A widening "AI proof gap" is emerging between board-level enthusiasm for artificial intelligence and the governance needed to prove it is safe, effective and delivering value, according to a new survey from Grant Thornton.
"Companies are making tremendous investments into AI and yet, we're not seeing that correlate with an increase in AI accountability," said Tom Puthiyamadam, managing partner of Advisory Services for Grant Thornton Advisors LLC. "Our report found that while most organizations have implemented AI solutions, many teams cannot measure its impact or respond effectively when initiatives fail. That is a critical gap: in our view, the companies that win tomorrow will leverage AI effectively and adapt in real time to ever-evolving business trends."
The AI Impact Survey, based on responses from nearly 1,000 senior US business leaders across multiple industries in early 2026, found that more than three-quarters (78%) lack full confidence their organization could pass an independent AI governance audit within 90 days. Half (50%) of oeprations leaders said they need a formal AI strategy or governance plan in place within the next six months to improve performance.
“AI deployment is simply outpacing the infrastructure that supports it,” Puthiyamadam said. “We see this pattern repeatedly with new technology: guardrails come after an incident occurs - not before - and by then there may be significant organisational and operational consequences.”
The survey suggests the main drag on AI performance is governance rather than the underlying tools.
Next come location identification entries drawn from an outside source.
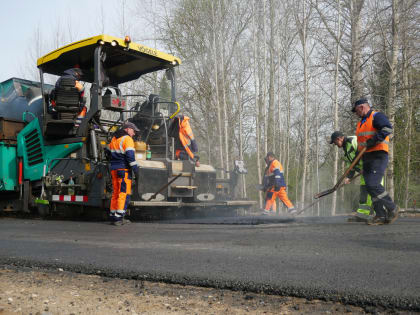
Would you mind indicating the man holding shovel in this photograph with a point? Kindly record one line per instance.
(372, 133)
(349, 146)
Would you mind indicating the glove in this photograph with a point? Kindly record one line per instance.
(370, 143)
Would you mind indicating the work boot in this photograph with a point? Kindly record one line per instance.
(376, 221)
(355, 218)
(126, 221)
(392, 215)
(117, 223)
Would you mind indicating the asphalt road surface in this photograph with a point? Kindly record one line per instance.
(324, 258)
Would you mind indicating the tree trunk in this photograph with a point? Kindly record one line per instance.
(302, 29)
(257, 107)
(216, 83)
(392, 91)
(271, 111)
(225, 114)
(356, 84)
(264, 81)
(335, 106)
Nearly half of leaders (46%) said AI underperforms because controls and compliance are not working, yet only 11% said organizations should focus primarily on risk and compliance to enable AI success.
The report argued that scaling AI before proving it is safe or effective is less innovation than unmanaged risk, particularly as regulators increase their scrutiny. In the US insurance sector, for example, the National Association of Insurance Commissioners has adopted guidance spelling out expectations for AI systems programs, while in Europe the EU's AI Act and separate supervisory opinions are pushing insurers towards more structure AI governance.
Grant Thornton's findings also pointed to weak ownership and strategy at board level.
While three in four boards have approved major AI investments, only 52% have set clear AI governance expectations, and just 54% have integrated AI risk and opportunity into ongoing board or committee oversight.
“Most governance models weren’t designed for AI,” Puthiyamadam said. “Centralized review bodies become overwhelmed, creating bottlenecks that slow execution without reducing risk. The fix is to set policy and risk criteria centrally, then delegate assessments to trained reviewers at the division or regional level - aligning the depth of review to the level of risk.”
Strategy is another fault line. More than half of executives (51%) said strategy is the biggest driver of AI return on investment, yet only 22% of operations leaders reported having a fully developed and implemented AI strategy.
“Organizations are expanding AI across more pilots, use cases and functions, but without consistent measurement, feedback loops or clarity on where value is created,” said Sumeet Mahajan, lead partner, AI and Data for Advisory Services at Grant Thornton Advisors LLC. “You have to apply discipline - set measurement targets, build governance infrastructure and curtail initiatives that do not deliver results.”
As organizations grant AI systems more autonomy, many are doing so without tested safeguards. Nearly three in four organizations are piloting, scaling or running autonomous AI, yet only one in five has tested a response plan for AI failures, the survey found.
While most organizations (95%) do not permit agents to make fully autonomous, high‑stakes decisions without human review, exposure at moderate risk levels remains significant. More than four in 10 (43%) list regulatory and compliance uncertainty among their top concerns about implementing “agentic” AI.
The report argued that the real risk as AI gains autonomy is not failure itself, but being unprepared when it fails. Many companies have incident playbooks, but have not adapted them for AI‑specific issues such as model drift, hallucinations or biased outputs, making failures harder to detect, explain and remediate.
The survey pointed to a clear divide between organizations experimenting with AI and those capturing measurable value.
Companies with fully integrated AI are almost four times more likely to report AI‑driven revenue growth than those still piloting (58% versus 15%), and are far more likely to say they could pass an independent AI governance audit.
“The organizations pulling ahead in AI are the ones with governance in place,” Puthiyamadam concluded. “They train their people, measure results and focus on scaling what works. Governance isn’t slowing AI leaders down - it’s correlated with stronger and more sustainable AI outcomes.”